Sunday, October 21, 2012

At Least You Get to be an Artist


In 10 days I'll be sweating my way up and down stairs, carrying lofty furniture and a few backpacks full of clothes. I've moved a ton in the past decade. It's the nature of the times. But this feels different. Like I'm moving into myself. And somehow, strangely enough, it feels like the most scary of territories. What are my real limits? Where are my true edges? Who am I when left to my own devices? 

I'm a boarder-free kinda gal, so it's easy to scare the shit out of myself. Few things feel off-limits, bad or dangerous. (Sorry, Ma. I know I drive you up the wall). 

Which brings me to being an artist: 

In August, I challenged myself to writing a poem a day. What resulted was a total undressing. A deluge of rhythms and lines. A river I could not dam up--not now, not anymore. I dug up ten thousand buried moments--past, present, future. I let what was just below the surface bubble to the top, boil over, burn. And burn, indeed, I did. All the way to the bone.

Life has been feeling as unruly as a dancing fire. Where will the next flame wisp? It's impossible to know. There is no pattern to fire. It's free. It's transitional.

And I hate to say it, like it may be true, but perhaps what I'm really moving into is a life that is unprotected, fully lived, felt to the edges with nothing left to do but write about it. Immortalize it. Somehow find its beauty.

It's like my pond mutated into an ocean in a moments time, but my body stayed the same size. I'm strong, a good swimmer, but where am I going? To the edge? Must I always seek the edge? Or could I just let myself float where I am for a while, enjoying the sun on my face, not worrying about where I am? Letting the fire die in the water, if only for a day.
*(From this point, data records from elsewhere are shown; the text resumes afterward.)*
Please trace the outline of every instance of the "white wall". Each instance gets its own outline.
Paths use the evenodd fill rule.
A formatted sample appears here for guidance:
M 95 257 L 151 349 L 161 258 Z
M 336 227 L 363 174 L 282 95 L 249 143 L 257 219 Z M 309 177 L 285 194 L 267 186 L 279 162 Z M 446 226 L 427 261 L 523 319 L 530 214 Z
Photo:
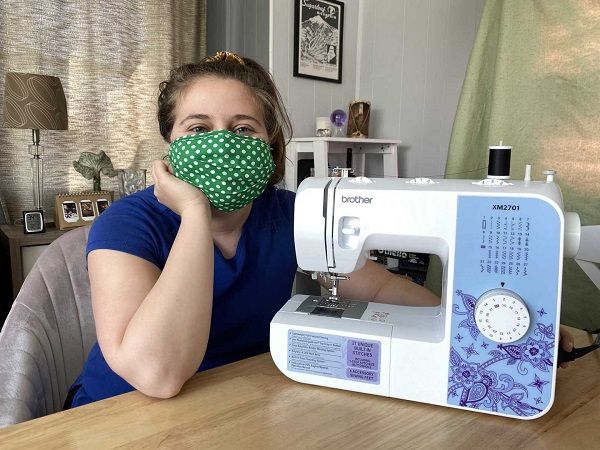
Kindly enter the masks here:
M 221 50 L 269 67 L 269 0 L 207 0 L 206 54 Z
M 485 0 L 346 0 L 343 83 L 293 77 L 294 1 L 271 0 L 271 71 L 294 137 L 370 100 L 370 137 L 401 139 L 400 176 L 442 175 Z M 373 169 L 377 171 L 376 168 Z

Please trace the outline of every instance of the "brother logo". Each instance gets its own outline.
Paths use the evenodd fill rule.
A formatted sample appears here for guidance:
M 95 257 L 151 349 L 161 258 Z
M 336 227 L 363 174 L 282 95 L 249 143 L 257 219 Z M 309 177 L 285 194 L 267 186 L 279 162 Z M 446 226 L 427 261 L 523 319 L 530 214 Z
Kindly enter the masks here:
M 371 200 L 373 200 L 373 197 L 363 197 L 361 195 L 346 197 L 342 195 L 342 203 L 371 203 Z

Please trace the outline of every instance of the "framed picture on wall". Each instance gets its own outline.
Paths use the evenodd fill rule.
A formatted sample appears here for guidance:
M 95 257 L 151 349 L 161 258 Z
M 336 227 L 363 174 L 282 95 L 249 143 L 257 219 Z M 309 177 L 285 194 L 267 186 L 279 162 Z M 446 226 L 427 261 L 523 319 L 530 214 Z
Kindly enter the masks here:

And then there's gratitude. Some of my very closest friends are in immense grief right now, coping with things no one ever imagines will actually happen to them. I can feel empathy swelling in me, as I sit face-forward with their cracked open lives. I know how it feels to be tied to the bed, fucked, trying to find any morsel of pleasure possible, in such harrowing circumstances. 

And I think maybe this is what art is for: framing the unimaginable truth, honoring the tiniest reflections, making sense out of the insane. Staying awake when you just want to sleep, numb, smoke cigarrettes to hell and back.

Because there is nothing sturdy about living. Even when we build stone castles as homes, the troops eventually march in. The catapults fire. It all burns. And this moment is as good as it gets for now. With everything twirling and spiraling in a craze, with no guarantees for the story you'd like to call your own--at least you still get this: to be an artist. 

You get to move into yourself, and travel to the edges you never knew lived inside of you. You get to appreciate the backroads at sunset and curse the traffic jams of your soul. You get to have it all in there, in that crazy self of yours. Again and again, living in paradox--powerless and powerful beyond belief--you get to dance the artists' dance, sweating, pounding, occasionally resting off-beat. You get to make something, as your final shout at life. 

This is the life of an artist. Dam-free. Flowing. Teetering between float and swim. It all pours out, it all comes in. And you are vulnerable. The occasional sink is bound to creep in. But alive, you are. You are living. And while sometimes it's delayed, put off for those late nights clicking away at the keyboard, you are feeling, deeply. You are asked, really, one thing only: to dive all the way in. To get drenched. To show us. Or if not us, yourself.

Because it's really about you, isn't it? Becoming. Becoming the person who's needed in order to live the life that's arrived. Inventing. Surrendering. Playing. Trying shit on until something actually fits your new, unfamiliar size and shape.

There's a lot that I'm showing myself, as a beginning. Writing in private. Experimenting like a 13 year old whose trying to find her sense of style. This book is terrifying me. It's the most fun I've had since my senior year of college when I'd paint for 8 hours straight, leaving the studio as the sun was coming up, forgetting where I was or what was next on my agenda. It's forcing me to stay awake, in a time when I'd be oh-so-tempted to just fall away, asleep, crashed inside an aimless car of fear.

Art. It's saving me. It's making me brave.

And you? What's your artist up to these days? Has she saved you lately? Is she seeking to come out and make something beautiful from your crazy, magical life? Are you letting her?? Do tell. I'd love to hear.

crazy raw + glad,
rach

1 comment:

Unknown said...

Yes! This weekend I was bit, hard, by the creative bug & made a bunch of necklaces. I forgot to eat even I got so wrapped up in what I was doing. That is amazing & awesome & thrilling & terrifying. I have been feeling that 'traffic jam of the soul' thing lately as well. Living the paradox is intense.